In the event of the deal being not successful, all shares in the group stable would have a higher base price anyway, is that the only thing the man wants? Seems too shallow for that. If anything, its more plausible to take Tanjong private. If I was a fund manager holding a sizable stake in Maxis, this is what I would demand from the man:
"Not at RM16, even though thats a nice premium. Better to gather all the foreign holdings into a SPV (call it Maxis International)and list them in Singapore. Keep Maxis listed but distribute the IPO shares in SPV to all Maxis shareholders as bonus. SPV will take care of future capital needs, and Maxis would then be able to distribute full RM1bn in dividends yearly instead of half that". This way, Maxis stay listed, better valuations for Maxis International, shareholders make tons on MI and doubling of dividends, everyone ends up richer. This way Maxis also allows minority shareholders to continue to participate in the growth and success of Maxis of the future. Don't just invite Malaysians to play when risks are high, and take good toys away from the kids.
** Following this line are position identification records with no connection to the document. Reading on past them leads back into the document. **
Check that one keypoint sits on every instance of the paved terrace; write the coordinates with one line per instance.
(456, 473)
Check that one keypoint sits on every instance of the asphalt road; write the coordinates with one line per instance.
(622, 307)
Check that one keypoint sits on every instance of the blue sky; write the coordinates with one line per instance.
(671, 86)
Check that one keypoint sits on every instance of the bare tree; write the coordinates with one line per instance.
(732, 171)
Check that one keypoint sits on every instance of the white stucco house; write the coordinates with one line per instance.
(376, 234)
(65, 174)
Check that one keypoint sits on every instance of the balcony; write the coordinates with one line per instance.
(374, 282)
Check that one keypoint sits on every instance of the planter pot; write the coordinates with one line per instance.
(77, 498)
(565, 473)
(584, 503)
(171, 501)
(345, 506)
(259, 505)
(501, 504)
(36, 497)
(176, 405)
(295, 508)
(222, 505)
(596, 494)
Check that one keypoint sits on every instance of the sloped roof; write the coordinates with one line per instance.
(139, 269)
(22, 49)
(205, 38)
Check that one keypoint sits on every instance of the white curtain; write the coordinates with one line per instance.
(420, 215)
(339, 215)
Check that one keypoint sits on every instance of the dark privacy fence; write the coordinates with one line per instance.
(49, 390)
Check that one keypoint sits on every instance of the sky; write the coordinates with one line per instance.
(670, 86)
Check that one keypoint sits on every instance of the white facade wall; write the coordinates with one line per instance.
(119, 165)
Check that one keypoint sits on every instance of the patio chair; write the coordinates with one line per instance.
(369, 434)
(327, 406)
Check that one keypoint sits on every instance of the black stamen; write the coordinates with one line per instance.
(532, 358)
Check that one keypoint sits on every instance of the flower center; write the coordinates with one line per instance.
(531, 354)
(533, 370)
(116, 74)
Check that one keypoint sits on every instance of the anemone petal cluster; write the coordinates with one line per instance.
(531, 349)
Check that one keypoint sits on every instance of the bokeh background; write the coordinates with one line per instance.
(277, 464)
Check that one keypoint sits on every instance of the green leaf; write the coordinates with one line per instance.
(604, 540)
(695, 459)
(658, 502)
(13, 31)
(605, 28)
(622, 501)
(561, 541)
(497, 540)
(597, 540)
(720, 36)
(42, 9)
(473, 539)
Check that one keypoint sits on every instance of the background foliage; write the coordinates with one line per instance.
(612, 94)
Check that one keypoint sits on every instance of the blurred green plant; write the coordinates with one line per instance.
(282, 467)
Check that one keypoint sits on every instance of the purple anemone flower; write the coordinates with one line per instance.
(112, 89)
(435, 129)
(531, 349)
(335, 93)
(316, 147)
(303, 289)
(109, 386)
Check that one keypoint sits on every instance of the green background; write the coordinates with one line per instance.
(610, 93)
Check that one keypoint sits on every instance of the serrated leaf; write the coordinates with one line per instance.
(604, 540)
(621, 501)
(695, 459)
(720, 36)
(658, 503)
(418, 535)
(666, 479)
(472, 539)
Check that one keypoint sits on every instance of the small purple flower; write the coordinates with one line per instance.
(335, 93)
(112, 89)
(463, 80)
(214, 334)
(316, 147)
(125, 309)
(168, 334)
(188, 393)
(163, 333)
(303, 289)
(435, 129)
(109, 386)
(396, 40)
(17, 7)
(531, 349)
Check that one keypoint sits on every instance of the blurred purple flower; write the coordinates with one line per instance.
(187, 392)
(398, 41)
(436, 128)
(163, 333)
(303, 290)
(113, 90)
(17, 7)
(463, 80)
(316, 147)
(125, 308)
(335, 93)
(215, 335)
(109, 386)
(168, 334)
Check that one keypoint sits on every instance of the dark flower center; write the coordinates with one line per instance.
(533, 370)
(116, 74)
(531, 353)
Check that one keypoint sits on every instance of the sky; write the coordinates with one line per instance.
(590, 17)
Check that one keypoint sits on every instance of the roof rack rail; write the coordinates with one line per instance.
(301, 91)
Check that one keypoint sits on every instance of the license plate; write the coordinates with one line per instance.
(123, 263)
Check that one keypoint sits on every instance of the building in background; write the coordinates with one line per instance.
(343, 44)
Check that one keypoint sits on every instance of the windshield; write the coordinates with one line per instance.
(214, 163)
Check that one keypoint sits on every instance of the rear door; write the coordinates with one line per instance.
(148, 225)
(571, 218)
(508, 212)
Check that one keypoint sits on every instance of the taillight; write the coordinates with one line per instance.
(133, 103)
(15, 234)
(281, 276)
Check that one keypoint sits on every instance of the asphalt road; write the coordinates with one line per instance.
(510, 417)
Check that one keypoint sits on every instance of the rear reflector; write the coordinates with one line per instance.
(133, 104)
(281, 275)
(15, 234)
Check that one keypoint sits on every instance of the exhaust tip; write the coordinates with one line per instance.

p/s Whether the share px trades below or above the offer px is not a true indication of potential success of the deal. Generally, if it trades above, investors are betting on a higher offer later on. If its lower, generally investors are selling first (with discount) as that might be the best thing to happen for the stock. However, all we need is an aggregation of a few fund managers to block the deal at the approval meeting to crush the deal.